I'd say it's more like the Lewis Black set on candy corn. Every year around Halloween you see it, and think to yourself, "Candy corn. That can't possibly taste bad." Then you try some and find out it's disgusting, despite the fact previous experience has told it's disgusting.
Fallout 3 got a lot of art direction and other window dressing right. You see a vault door and think to yourself, "This can't possibly be anything but a vault from the previous two games." Or you see a Mister Handy or a guy carrying a generic "assault rifle" that looks like an AK-112, and think to yourself, "This is going to be as fun as interacting with stuff like this from the original games." And you go into the character stat screen and see all the information pertaining to SPECIAL, and part of you really wants to believe that cranking up the small guns skill does something meaningful. Or you see a squad of Brotherhood of Steel soldiers, and think to yourself, "There is no possible way these motherfuckers are going to begin the conversation with 'Hail,' and end it with 'Steel be with you.' "
It has enough superficially in common with Fallout 1, 2 and even Tactics that I want to like it. The departures in art direction it does take and even the screwing of SPECIAL is forgivable - but it all falls apart when you're confronted by something that requires a character to spew dialog you need to respond to. The hackneyed dialog and illogical plot is what kills this game in the end. Fallout has never been about turn-based combat or intelligently designed character creation to me. It was always about your myriad choices on how to go about solving problems, characters you can relate to, and a story that had you hooked no matter how ridiculous it got.

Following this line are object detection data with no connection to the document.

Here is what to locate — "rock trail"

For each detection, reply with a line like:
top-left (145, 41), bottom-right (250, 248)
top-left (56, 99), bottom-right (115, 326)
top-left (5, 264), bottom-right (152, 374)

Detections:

Broken Steel is the only DLC really worth playing; the storyline is consistent, the major characters are memorable, and even characters you hated in the main game are made likable because now they're well-written. What I find hilarious about this is that it was made by the European division of Bethesda, without their head writer responsible for most of the abominations in the core game, and a bunch of lowly paid people without English as a first language were able to churn out a DLC that felt more like Fallout than Fallout 3. I'm not saying Broken Steel is on par with the first two games, but it and the choice presented to you in The Pitt are the kinds of things you'd find in a real Fallout game.
Long story short - Fallout 3 is like a cute girl with a seemingly great personality that you'd very much like to have sex with, but once you're about to do the deed you find out she eats live kittens and has herpes.